Tigneux Valloire

ou la soif…

La Ferrière (massif de Belledonne)

1944 m

le 1° août 2024

Avec : Alain, Brigitte, Bruno, Patricia.

Départ du Grand Servoz. Nous laissons les voitures au point 1074. Nous sommes les seuls et nus dès le départ.

La montée sur une crête en forêt est rude, mais entrecoupée de poses pour cueillir d’abondantes framboises.

Au moment où on arrive à une piste forestière, un homme et son fils nous rattrapent. Le père se dit choqué de notre tenue. Nous nous couvrons sans discuter.

Nous reprenons notre montée, les laissant derrière nous. Nous ne les reverrons plus.

Un petit détour nous amène au Premier chalet de Tigneux récemment rénové, mais aujourd’hui désert.

On sort de la forêt pour arriver au Crêt du Tambour d’où l’on domine le lac du Léat.

Certains se seraient bien contentés d’aller à ce lac (qui n’est qu’une mare à vaches, pas baignable), mais des personnes prennent le soleil devant la porte du chalet. Ce qui me donne un bon prétexte (car nous ne souhaitons pas nous rhabiller) pour partir à l’opposé sur le GR.

Qui dit GR, dit fréquentation. Ce qui ne tarde pas à se confirmer par l’apparition de deux femmes en sens inverse. Mais comme nous sommes dans l’alpage et que la vue porte désormais loin, nous avons pu nous couvrir à temps.

Un peu plus loin, encore deux femmes qui surgissent derrière un éperon. Je suis en tête et n’ai pas eu le temps de les voir venir. J’avertis les autres. Pas de problème. Elles n’ont pas de carte et sont plus demandeuses d’informations sur la suite.

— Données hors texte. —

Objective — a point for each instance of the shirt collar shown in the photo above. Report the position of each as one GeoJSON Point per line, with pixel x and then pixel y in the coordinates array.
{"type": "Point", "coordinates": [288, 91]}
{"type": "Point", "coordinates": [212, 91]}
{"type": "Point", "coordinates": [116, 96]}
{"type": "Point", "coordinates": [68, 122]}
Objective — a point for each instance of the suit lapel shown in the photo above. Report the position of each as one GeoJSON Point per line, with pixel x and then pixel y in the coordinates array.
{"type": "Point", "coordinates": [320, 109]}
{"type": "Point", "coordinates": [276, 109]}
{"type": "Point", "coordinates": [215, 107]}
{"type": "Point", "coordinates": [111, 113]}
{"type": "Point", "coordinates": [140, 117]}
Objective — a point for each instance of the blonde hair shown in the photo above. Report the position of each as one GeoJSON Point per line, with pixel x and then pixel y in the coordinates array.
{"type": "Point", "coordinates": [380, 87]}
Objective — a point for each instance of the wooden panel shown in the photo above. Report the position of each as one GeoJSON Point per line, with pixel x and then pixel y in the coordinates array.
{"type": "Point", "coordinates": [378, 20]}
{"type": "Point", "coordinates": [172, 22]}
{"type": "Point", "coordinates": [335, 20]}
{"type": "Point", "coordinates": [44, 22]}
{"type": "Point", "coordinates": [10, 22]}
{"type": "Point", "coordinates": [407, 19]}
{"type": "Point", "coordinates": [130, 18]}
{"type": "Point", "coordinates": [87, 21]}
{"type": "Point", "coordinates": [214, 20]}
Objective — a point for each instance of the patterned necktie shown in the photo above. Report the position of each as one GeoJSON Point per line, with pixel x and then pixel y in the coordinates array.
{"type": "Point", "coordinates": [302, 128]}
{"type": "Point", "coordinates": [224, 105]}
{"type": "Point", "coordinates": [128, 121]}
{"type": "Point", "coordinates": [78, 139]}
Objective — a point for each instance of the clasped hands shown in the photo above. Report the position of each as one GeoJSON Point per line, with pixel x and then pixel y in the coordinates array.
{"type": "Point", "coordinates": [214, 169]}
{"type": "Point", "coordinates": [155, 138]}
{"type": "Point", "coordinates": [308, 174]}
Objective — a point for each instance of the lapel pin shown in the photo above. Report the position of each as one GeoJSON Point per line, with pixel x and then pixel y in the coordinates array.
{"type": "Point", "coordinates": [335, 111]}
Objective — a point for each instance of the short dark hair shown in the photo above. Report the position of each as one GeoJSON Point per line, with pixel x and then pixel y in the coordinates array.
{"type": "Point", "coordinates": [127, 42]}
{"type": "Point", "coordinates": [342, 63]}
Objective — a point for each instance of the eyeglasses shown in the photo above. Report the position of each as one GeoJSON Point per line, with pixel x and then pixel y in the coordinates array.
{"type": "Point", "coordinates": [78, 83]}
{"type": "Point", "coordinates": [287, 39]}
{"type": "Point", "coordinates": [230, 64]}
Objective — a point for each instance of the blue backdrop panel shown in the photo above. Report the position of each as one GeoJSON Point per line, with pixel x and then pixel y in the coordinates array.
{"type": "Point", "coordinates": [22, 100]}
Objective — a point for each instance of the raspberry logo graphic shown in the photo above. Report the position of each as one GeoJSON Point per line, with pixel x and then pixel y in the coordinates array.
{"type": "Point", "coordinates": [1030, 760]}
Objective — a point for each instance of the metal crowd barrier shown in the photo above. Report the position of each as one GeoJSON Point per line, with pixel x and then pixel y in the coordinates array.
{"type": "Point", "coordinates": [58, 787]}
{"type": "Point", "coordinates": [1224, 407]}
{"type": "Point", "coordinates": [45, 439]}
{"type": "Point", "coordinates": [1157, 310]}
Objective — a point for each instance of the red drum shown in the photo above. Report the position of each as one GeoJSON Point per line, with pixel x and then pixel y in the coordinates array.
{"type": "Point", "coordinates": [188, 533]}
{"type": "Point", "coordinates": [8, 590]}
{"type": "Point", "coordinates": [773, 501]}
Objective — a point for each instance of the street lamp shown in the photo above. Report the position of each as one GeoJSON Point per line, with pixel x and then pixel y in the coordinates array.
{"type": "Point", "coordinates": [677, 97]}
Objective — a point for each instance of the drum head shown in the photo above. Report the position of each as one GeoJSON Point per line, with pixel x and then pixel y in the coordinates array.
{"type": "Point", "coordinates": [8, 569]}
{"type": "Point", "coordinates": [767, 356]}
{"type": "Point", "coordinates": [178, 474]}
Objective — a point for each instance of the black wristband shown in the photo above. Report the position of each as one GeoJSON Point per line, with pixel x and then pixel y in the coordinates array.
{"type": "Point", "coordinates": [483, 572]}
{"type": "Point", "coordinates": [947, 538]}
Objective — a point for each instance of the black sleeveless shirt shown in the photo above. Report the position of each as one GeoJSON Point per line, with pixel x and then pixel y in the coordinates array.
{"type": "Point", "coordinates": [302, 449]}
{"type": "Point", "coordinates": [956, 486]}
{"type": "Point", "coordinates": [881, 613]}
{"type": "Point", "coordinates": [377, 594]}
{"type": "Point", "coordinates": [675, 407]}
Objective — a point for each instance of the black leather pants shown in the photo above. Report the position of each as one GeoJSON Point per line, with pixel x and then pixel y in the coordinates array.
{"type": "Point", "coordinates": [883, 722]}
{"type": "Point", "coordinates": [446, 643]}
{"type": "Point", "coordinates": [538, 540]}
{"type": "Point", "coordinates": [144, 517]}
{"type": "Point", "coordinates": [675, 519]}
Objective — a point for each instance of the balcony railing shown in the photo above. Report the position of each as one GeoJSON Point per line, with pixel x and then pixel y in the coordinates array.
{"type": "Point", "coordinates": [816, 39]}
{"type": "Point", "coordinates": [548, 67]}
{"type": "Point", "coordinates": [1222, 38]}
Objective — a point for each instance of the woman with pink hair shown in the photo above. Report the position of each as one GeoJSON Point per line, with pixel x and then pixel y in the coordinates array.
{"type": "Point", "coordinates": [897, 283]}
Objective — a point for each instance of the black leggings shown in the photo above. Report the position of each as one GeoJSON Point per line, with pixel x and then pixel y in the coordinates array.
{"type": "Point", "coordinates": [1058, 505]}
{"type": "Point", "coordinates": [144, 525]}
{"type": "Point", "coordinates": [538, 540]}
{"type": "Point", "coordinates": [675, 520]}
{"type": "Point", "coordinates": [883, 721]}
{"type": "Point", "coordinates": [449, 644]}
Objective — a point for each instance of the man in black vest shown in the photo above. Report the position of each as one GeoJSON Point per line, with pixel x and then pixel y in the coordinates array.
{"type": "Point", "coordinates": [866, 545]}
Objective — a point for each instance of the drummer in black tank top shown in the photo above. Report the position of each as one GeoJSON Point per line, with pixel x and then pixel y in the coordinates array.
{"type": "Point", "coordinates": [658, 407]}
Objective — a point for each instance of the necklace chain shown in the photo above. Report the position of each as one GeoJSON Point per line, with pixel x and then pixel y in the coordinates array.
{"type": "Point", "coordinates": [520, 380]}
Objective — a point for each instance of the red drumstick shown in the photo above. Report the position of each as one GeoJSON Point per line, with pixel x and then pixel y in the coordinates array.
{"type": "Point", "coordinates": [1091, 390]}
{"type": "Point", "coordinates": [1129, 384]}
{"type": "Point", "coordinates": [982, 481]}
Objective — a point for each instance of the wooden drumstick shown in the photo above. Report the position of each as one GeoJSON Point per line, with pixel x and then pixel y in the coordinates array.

Le sentier monte et certains fatiguent un peu. On passe à côté du deuxième chalet de Tigneux

On espérait y trouver de l’eau, mais la bergère ne souhaite pas d’intrusion dans son domaine et le fait savoir par une pancarte. On verra plus loin pour refaire nos réserves.

Nous cherchons dorénavant un endroit sympa pour une pause repas. Un petit col permet de franchir un éperon rocheux. Justement, un bout d’herbe permet de se poser tout en bénéficiant d’une belle vue. Les abords du chemin sont malheureusement déjà occupés par un couple de textiles. Nous devons nous éloigner sur l’arête hors de leur vue.

La pause terminée, nous entamons la descente sur le Deuxième chalet de la Petite Valloire. Une fontaine est indiquée sur la carte. Nous y trouverons certainement de l’eau !

Déception, la fontaine est à sec. Une bergère, à l’ombre du toit de la cabane, lit tout en surveillant d’un œil ses moutons. On s’est couvert à temps avant d’aborder la terrasse.

Elle s’éloigne et nous visitons le chalet qui a été récemment rénové, remarquablement aménagé et en bon état pour une cabane non gardée.

Nos espoirs de trouver de l’eau reposent désormais sur la fontaine du Premier chalet de la Grande Valloire. Nouvelle déception !

Je commence à avoir très sérieusement soif. Mes compagnons n’ont plus de réserves. Je presse la descente, qui d’ailleurs est assez raide et désagréable sur une piste forestière caillouteuse.

Presque arrivé aux voitures, c’est avec un grand plaisir que nous nous rafraichissons dans le ruisseau. Un peu plus loin, une eau claire et fraiche court dans un fossé. Je n’hésite pas à m’y abreuver.

C’était une sortie du groupe des randonneurs naturiste du Dauphiné et des Savoies.